12. The method according to claim 10, further comprising measuring the imbibing fluid content of each layer.
13. The method according to claim 10, further comprising performing an analysis of each layer wherein the analysis is selected from the group consisting of oil extraction, salt extraction, surface area, and pore size distribution.
14. A test apparatus for measurement of hydrocarbon fluid production of a core sample obtained from a reservoir, the apparatus comprising:
a vessel configured to maintain a predetermined confining pressure on the core sample in a core sample assembly and to maintain a predetermined temperature of the core sample in the core sample assembly;

an imbibing fluid pump configured to pump imbibing fluid to the core sample assembly containing the core sample;
a countercurrent measurement device configured to measure at least one property of countercurrent hydrocarbon fluid flow from the core sample assembly;
a cocurrent measurement device configured to measure at least one property of cocurrent hydrocarbon fluid flow from the core sample assembly; and a fluid pressure controller configured to maintain a boundary condition of the imbibing fluid flowing to the core sample assembly.
15. The test apparatus according to claim 14, wherein the core sample assembly includes a first end cap at a first end of the core sample, a second end cap at a second end of the core sample opposite the first end, and an elastomeric member that surrounds the core sample and is sealed to the first and second end caps.
16. The test apparatus according to claim 15, wherein the countercurrent measurement device is fluidly coupled to the first end cap and the cocurrent measurement device is fluidly coupled to the second end cap.
17. The test apparatus according to claim 14, wherein the fluid pressure controller is a backpressure regulator.
18. The test apparatus according to claim 15, further comprising:
a first pressure sensor configured to measure pressure of the imbibing fluid supplied to the first end of the core sample; and a second pressure sensor configured to measure fluid pressure at the second end of the core sample.

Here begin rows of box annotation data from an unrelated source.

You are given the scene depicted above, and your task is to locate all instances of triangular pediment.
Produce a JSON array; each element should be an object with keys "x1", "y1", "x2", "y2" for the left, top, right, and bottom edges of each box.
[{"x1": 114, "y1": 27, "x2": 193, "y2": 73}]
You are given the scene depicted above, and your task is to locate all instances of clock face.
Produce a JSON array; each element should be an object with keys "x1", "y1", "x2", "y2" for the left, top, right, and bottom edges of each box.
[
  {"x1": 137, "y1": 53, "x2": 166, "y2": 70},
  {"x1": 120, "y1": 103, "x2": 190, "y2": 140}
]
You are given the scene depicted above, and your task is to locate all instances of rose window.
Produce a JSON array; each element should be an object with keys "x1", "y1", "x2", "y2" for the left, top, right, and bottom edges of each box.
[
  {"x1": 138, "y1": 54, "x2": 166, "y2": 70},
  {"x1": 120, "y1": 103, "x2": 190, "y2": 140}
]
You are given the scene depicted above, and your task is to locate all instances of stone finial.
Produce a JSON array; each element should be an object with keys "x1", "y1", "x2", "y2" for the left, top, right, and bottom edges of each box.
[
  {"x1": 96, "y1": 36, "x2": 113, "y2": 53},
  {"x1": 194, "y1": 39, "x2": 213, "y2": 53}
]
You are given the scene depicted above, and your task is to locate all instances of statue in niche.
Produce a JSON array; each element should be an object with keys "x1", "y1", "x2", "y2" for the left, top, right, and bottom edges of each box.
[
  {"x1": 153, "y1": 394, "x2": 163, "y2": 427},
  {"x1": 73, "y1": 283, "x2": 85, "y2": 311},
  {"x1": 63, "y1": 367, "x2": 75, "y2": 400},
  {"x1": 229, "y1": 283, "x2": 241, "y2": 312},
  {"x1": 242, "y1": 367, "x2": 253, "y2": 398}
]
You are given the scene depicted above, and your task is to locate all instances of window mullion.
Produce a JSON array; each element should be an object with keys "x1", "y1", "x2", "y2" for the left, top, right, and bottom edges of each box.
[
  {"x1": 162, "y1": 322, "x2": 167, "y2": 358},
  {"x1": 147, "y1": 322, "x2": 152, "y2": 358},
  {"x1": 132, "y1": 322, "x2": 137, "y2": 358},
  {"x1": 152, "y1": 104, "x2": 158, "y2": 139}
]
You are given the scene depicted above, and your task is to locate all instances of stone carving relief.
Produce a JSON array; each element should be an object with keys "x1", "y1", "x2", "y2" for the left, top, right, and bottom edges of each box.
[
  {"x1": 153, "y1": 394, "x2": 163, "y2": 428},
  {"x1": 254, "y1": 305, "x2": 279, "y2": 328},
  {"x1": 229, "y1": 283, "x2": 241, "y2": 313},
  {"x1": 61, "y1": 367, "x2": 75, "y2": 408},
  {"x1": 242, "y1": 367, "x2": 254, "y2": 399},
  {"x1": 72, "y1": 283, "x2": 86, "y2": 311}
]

19. The test apparatus according to claim 15, further comprising a differential pressure sensor to measure the pressure difference between the first and the second ends of the core sample.
20. The test apparatus according to claim 18, further comprising:
a first valve downstream of the first pressure sensor;
a second valve upstream of the second pressure sensor; and a source of high pressure saturation fluid fluidly coupled to the second valve, wherein the second valve is configured to open for a time duration to permit a volume of the high pressure saturation fluid to flow to the second end of the core sample and to close after the time duration.
21. The test apparatus according to claim 14, wherein the cocurrent measurement device includes a pump.
22. The test apparatus according to claim 14, wherein:
the at least one property of the countercurrent hydrocarbon fluid flow is selected from the group consisting of volume, compositional constituents, pH, salt content, and carbon dioxide content; and the at least one property of the cocurrent hydrocarbon fluid flow is selected from the group consisting of volume, compositional constituents, pH, salt content, and carbon dioxide content.
23. The test apparatus according to claim 14, further comprising an imbibing fluid measurement device configured to measure quantity of the imbibing fluid flowing from the first end cap.
24. A method of measuring permeability of a core sample obtained from a reservoir, the method comprising:
saturating the core sample with at least one saturating fluid at pressure and temperature conditions approximating the pressure and temperature conditions of the reservoir;
measuring a pressure differential between a first side and a second side of the core sample;
flowing the saturating fluid into the first side of the core sample to establish a pressure differential between the first side and the second side of the core sample;
measuring a flow of the saturating fluid into the first side of the core sample and measuring a flow of the saturating fluid out of the second side of the core sample; and determining a permeability of the core sample based on the flow measurements.